Under normal conditions, the heart consumes more oxygen by weight than any other organ, and when oxygen levels are low, its demand soars even higher. The hypoxic heart pumps harder to deliver oxygen to the rest of the body, and paradoxically, requires more and more oxygen itself to maintain function.

An oxygen-delivering drug like OMX-CV could ease the physical stress of hypoxia and improve recovery following heart attacks or after open heart surgery in adults and children.

Scientists have tried to design ways to fight hypoxia by delivering oxygen on the back of hemoglobin, the protein that lets red blood cells shuttle oxygen throughout the body and also produces their scarlet color. But these treatments also carry a lot of baggage.

Hemoglobin-based drugs have proven too good at their jobs: they tend to flood the blood with excess oxygen that can itself cause serious tissue damage. Moreover, when outside the bounds of a red blood cell, hemoglobin can grab hold of nitric oxide, a natural muscle relaxant found in blood vessels. Vessels robbed of nitric oxide constrict, causing blood pressure to jump, raising the risk of heart attack and decreasing blood flow to important organs like the kidneys.

OMX-CV sidesteps these problems by employing an engineered bacterial protein known as H-NOX as its base, rather than hemoglobin. H-NOX proteins contain a "co-factor" called a heme group -- the same co-factor that gives hemoglobin its name -- which allows the protein to bind not only oxygen but also nitric oxide. By modifying the chemical structure of H-NOX proteins, Omniox scientists re-engineered them to hold tight to oxygen, but leave nitric oxide alone.

The researchers also showed that the modified proteins bind oxygen so tightly that they only relinquish their grip when they come across a severely hypoxic tissue.

"Kids change so much as they grow -- their drug metabolism changes dramatically year to year," said Maltepe. "After drugs are established in adults, pediatricians essentially have to experiment with kids to understand the treatments' toxicity profiles and proper dosing for different age groups." By initially designing and testing drugs with kids in mind, and taking measures such as using juvenile animal models of disease, the researchers hope to circumvent this unwieldy guesswork.

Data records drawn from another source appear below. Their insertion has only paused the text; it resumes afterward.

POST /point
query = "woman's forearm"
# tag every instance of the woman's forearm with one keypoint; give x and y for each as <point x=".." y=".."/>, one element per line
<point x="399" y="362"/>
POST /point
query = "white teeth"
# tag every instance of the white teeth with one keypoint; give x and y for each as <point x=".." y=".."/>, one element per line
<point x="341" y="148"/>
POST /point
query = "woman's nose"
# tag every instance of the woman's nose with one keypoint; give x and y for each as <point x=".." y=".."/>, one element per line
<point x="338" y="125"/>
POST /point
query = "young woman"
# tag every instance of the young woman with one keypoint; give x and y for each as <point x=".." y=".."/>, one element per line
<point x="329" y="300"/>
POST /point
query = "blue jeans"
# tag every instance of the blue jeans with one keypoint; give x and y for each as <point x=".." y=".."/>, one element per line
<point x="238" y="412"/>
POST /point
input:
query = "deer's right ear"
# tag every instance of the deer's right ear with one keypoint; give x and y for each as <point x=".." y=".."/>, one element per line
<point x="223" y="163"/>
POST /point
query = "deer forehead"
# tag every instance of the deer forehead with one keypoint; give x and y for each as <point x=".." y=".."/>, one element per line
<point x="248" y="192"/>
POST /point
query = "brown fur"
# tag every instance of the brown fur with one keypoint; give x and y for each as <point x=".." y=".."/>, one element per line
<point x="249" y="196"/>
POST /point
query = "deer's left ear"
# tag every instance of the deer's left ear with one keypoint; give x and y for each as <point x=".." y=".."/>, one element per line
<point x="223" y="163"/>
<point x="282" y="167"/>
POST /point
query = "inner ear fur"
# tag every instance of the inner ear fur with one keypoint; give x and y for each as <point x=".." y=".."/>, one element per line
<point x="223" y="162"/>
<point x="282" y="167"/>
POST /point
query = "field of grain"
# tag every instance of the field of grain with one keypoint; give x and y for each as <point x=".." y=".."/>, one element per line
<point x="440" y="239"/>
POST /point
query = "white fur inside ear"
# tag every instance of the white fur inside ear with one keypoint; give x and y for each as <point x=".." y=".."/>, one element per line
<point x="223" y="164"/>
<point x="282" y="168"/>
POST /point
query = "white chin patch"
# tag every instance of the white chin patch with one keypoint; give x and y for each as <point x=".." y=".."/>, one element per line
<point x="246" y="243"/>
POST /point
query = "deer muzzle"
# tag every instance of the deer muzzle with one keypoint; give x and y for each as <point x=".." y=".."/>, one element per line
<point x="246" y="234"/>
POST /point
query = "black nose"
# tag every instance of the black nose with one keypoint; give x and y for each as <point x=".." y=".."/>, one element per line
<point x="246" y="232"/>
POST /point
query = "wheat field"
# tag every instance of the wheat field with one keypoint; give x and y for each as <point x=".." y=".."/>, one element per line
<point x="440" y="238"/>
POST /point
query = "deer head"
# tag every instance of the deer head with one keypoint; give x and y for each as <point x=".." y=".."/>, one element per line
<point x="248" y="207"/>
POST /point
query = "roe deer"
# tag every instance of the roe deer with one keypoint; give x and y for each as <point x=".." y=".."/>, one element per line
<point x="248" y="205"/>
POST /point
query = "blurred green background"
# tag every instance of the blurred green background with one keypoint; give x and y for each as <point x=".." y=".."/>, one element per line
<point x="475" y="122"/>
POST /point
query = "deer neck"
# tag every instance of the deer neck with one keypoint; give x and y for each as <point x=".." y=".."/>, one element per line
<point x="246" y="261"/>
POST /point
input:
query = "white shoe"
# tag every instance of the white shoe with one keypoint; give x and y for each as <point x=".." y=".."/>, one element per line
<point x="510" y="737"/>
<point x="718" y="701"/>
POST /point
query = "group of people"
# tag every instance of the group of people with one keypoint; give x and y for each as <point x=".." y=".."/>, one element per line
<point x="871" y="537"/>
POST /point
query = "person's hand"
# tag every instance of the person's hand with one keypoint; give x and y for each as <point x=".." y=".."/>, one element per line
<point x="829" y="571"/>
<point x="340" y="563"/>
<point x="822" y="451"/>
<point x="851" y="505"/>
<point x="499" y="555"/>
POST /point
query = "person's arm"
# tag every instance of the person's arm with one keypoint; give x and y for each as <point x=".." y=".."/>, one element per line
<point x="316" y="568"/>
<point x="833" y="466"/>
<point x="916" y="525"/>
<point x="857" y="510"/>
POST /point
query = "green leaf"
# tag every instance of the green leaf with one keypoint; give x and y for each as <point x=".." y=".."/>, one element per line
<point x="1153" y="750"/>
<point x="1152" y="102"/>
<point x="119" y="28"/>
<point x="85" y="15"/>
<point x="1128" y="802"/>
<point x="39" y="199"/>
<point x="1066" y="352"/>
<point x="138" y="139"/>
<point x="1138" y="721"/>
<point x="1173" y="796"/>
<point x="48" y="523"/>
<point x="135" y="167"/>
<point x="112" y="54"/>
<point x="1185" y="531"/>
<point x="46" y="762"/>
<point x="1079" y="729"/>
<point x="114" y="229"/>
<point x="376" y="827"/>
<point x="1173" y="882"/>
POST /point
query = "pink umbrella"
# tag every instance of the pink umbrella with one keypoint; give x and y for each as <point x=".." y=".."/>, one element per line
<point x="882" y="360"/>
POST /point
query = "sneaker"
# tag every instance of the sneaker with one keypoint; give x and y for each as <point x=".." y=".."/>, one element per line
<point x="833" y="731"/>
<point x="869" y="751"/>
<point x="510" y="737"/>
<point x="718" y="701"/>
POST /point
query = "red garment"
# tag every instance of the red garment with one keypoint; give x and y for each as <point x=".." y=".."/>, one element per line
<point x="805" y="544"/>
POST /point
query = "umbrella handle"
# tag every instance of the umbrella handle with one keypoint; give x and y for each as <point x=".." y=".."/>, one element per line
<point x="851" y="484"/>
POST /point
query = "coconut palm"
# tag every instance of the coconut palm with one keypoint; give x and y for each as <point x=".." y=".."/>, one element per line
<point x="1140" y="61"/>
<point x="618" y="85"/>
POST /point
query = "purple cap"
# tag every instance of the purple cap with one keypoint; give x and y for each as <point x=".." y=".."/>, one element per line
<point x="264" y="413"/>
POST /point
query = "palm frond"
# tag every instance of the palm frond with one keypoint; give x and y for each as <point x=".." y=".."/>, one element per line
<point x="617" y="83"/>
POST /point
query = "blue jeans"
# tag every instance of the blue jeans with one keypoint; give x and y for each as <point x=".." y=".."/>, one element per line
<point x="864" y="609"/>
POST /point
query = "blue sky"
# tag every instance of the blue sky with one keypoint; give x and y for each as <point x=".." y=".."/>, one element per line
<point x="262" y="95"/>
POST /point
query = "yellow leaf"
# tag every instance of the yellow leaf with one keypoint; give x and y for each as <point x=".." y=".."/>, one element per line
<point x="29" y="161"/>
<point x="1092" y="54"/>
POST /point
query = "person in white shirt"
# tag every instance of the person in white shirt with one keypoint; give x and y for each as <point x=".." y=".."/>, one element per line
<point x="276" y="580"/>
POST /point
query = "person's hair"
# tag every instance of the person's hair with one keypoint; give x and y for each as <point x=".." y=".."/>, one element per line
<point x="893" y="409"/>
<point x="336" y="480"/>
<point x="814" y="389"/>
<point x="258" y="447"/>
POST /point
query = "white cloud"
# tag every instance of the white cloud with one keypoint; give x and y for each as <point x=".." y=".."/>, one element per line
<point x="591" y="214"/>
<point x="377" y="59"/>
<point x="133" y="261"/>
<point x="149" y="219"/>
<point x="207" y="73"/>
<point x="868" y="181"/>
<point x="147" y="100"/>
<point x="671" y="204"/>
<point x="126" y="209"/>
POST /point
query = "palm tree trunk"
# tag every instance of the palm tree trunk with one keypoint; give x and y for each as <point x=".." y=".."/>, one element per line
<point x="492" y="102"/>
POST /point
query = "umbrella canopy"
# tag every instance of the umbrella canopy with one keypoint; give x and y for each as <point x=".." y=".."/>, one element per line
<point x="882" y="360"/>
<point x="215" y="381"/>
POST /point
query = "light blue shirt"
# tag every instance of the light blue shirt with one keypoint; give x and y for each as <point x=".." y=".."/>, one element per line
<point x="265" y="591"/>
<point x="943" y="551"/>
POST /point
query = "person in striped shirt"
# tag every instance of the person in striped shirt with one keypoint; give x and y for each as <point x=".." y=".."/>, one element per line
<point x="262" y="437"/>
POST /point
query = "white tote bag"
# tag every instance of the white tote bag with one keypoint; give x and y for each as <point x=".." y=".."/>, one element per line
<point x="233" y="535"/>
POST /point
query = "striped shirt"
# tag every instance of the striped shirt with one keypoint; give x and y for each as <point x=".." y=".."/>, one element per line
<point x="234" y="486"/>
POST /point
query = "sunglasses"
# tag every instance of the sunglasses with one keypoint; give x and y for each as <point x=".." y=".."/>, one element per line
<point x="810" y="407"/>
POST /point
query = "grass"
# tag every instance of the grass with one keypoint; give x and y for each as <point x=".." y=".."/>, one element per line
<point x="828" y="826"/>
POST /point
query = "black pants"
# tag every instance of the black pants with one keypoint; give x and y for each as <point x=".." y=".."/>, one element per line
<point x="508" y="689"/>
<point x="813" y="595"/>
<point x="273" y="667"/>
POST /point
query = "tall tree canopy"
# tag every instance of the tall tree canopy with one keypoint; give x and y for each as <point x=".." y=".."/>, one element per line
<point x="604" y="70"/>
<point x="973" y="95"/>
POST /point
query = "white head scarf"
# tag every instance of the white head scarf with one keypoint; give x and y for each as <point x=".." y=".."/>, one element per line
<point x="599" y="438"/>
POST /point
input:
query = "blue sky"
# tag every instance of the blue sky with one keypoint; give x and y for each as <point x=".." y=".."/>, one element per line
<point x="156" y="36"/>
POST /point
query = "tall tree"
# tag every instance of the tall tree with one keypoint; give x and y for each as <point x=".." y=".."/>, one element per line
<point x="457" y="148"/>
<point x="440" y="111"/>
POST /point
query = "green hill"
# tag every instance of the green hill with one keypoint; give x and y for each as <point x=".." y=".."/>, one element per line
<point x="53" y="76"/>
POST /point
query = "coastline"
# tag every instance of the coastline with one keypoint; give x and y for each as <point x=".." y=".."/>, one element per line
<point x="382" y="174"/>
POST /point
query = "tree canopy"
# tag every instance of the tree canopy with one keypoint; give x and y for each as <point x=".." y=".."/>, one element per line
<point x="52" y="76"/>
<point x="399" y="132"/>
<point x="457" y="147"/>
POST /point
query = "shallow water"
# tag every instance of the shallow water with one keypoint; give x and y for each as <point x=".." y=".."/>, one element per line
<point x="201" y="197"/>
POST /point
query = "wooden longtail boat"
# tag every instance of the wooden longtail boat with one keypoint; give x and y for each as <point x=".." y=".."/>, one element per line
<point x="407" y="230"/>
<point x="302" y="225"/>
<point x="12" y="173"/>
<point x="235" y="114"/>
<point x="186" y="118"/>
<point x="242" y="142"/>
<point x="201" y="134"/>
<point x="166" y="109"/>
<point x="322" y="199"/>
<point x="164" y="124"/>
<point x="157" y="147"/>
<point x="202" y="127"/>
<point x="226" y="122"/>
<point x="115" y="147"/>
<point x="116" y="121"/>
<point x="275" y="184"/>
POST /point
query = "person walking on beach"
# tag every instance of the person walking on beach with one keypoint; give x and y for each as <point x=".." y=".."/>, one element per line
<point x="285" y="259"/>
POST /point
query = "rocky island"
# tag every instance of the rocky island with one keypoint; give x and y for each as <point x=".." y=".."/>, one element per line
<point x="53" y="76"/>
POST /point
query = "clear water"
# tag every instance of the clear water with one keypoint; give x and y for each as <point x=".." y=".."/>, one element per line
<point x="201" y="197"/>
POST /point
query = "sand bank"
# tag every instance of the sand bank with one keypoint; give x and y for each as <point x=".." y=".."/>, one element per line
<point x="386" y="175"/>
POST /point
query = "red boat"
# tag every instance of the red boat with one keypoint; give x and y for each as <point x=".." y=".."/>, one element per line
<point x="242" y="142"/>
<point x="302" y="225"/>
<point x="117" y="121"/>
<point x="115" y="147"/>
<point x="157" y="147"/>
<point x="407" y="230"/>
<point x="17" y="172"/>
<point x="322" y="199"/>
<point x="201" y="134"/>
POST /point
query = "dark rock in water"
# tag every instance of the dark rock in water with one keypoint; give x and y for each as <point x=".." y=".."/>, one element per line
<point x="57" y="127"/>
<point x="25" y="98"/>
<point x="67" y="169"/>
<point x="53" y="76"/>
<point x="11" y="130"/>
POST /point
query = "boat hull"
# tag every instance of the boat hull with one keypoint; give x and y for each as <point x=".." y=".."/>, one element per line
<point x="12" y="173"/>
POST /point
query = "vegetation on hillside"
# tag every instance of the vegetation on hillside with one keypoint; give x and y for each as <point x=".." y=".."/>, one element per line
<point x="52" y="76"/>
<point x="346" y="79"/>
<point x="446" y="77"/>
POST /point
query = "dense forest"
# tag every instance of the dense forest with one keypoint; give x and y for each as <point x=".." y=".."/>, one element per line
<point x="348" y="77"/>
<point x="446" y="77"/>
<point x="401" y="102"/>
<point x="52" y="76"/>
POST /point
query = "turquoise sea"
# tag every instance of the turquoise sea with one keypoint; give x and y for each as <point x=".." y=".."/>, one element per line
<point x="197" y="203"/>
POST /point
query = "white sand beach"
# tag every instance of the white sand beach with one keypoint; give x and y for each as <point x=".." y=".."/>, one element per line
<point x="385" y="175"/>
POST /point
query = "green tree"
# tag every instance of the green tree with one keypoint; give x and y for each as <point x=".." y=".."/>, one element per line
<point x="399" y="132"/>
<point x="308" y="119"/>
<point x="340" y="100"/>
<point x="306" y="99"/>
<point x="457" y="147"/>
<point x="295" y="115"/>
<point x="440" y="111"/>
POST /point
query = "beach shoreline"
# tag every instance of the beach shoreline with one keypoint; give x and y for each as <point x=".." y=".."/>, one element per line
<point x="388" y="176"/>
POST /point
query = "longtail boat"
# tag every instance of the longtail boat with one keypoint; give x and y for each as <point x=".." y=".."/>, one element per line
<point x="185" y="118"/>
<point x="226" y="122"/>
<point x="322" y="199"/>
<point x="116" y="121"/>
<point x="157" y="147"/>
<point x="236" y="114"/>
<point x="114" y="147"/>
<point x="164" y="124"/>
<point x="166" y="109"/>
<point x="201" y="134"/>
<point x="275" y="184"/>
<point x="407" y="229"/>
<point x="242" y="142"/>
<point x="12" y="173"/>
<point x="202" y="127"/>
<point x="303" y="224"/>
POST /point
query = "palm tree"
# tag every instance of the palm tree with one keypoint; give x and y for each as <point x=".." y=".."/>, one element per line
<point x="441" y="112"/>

In their experiments, the scientists tested the effects of OMX-CV in acute hypoxia, and to ensure that their results would also apply to children, the researchers examined the drug's ability to supply oxygen to juvenile animal hearts, which share important anatomical and physiological characteristics with the hearts of human infants.

The researchers found that OMX-CV delivered oxygen to stressed hearts but not to tissues with an adequate oxygen supply. The OMX-CV infusion improved the hearts' ability to contract almost twofold better than their own baseline under hypoxic conditions, without the toxic effects of hemoglobin-based treatments. In contrast, the cardiac function of untreated animals deteriorated significantly over the hour-long study.

These impressive results were obtained with a relatively low dose of OMX-CV: each animal was treated with a dose equivalent to only 2 percent of the oxygen-carrying capacity of the blood's naturally circulating hemoglobin.

More preclinical research is needed before OMX-CV reaches human clinical trials. Looking forward, the researchers expect separate clinical trials for the drug's various applications.

"This treatment targets a fundamental problem in medicine --- in the ICU, for instance, you're always battling against tissues becoming hypoxic," said Maltepe, adding that the technology could someday form the basis of a more general blood replacement product, long considered a 'holy grail' of medicine.